Soon I was learning to swim, playing badminton and going to the cinema with friends, all the things I’d been forbidden to do. Growing in confidence, I found a photographer online to take my picture. He saw my potential and let me pay the £1,500 fee in instalments. On the day of the shoot, I took Björn with me for support. I barely recognised myself with my shiny hair and pink glossy lips. It was a new me and I couldn’t stop staring at the beautiful girl smiling back at me.
The face of freedom
At 18, I was signed by an agency. I was sent to Milan, Rome, London and, in 2003, the furniture maker Bretz put me in their campaign. Soon I was living in Paris doing fashion editorials and posing for Joop, Airfield and Breitling, and earning more money than I ever thought possible. I had so many stories I wanted to tell my family, like the night I sat at the next table to Jay-Z and Beyoncé in a New York club. I’ll never forget being at the train station in Stuttgart and seeing my first advert in Vogue for Bogner. I couldn’t get over how far I’d come; freedom had never felt so good.
Still, I couldn’t shake the guilt, knowing I must have brought shame to my family and caused my father a great deal of pain. So, in 2004, a year after I’d left, I rang him, wanting to make peace. We met that afternoon and cried as we held each other. I told him how sorry I was, and he realised that times have changed. He accepted my life as a single woman in Berlin who goes out dancing and laughs – wildly.
At the beginning of my career, my agent would sometimes ask me to say I was Brazilian, thinking I might scare off clients if they knew where I was from. But I refused. I’m proud of my Afghan heritage. Yet today, when I re-watch the videos on my phone, and see the refugees arriving in Europe and North America, I am heartbroken. I feel their pain. It will take time to put the trauma they’ve experienced behind them.
On television I’ve seen footage of a new generation of women taking to the streets in Kabul, despite protests having been banned, calling for the right to work and hold political positions. Although they are being beaten and attacked with tear gas as a result, they continue to march, refusing to recognise the Taliban as a legitimate government. It is their courage that gives me hope.

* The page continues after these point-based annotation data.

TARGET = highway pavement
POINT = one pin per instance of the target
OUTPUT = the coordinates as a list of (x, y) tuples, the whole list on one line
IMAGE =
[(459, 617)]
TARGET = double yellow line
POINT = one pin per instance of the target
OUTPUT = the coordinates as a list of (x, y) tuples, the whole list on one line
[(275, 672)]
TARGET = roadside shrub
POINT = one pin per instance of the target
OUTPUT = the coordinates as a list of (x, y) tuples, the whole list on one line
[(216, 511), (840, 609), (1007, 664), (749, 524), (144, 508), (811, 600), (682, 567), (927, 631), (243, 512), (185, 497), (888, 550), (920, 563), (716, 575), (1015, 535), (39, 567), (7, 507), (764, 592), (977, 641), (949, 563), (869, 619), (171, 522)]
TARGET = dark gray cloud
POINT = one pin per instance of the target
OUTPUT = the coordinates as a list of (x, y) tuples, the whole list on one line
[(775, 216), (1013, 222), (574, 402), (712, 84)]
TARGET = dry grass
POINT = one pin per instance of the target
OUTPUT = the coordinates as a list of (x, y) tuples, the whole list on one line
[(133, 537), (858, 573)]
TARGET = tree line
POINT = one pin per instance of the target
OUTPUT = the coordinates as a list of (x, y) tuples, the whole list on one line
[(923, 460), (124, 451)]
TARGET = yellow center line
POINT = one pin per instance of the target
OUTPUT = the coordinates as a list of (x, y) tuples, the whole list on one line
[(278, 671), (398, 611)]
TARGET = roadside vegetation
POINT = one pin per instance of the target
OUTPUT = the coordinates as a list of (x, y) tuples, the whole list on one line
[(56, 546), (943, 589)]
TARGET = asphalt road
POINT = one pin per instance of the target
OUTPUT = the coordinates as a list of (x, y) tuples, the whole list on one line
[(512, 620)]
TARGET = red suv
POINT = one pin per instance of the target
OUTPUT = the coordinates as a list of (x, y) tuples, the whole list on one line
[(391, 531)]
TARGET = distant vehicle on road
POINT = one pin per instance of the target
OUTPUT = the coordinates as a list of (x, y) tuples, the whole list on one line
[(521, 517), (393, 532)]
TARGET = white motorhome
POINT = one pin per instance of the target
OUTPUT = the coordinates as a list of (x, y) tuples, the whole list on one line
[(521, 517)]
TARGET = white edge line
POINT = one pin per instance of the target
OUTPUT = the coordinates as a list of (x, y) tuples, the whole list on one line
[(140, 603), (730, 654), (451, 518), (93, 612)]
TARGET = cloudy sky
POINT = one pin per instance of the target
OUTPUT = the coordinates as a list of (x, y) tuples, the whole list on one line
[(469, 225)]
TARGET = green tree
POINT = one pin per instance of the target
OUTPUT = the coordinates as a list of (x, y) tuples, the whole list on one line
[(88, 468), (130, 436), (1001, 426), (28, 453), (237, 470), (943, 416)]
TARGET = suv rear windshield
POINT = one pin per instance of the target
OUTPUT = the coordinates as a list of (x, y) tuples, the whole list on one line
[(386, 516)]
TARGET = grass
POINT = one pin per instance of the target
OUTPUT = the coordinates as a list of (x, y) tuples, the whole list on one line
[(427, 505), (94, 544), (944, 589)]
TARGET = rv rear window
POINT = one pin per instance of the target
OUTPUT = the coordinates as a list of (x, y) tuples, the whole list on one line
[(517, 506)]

However, as hard it is for me to admit, I don’t see a future right now for the Afghan people in Afghanistan. If they want to survive and thrive, they have no other choice but to flee their home country. Thus it is up to us, with the help of humanitarian projects worldwide, to get them out safely, and as soon as possible, so that they can rebuild their lives with the resources they need. Sadly, it is their only chance.
In 2018, Zohre founded Culture Coaches to educate refugees on German culture. Together with a team of migration-experienced mentors she works to further improve the integration process. She has also set up The Zohre Esmaeli Foundation providing online classes for Afghan children and women in camps to help prepare them for life in Europe.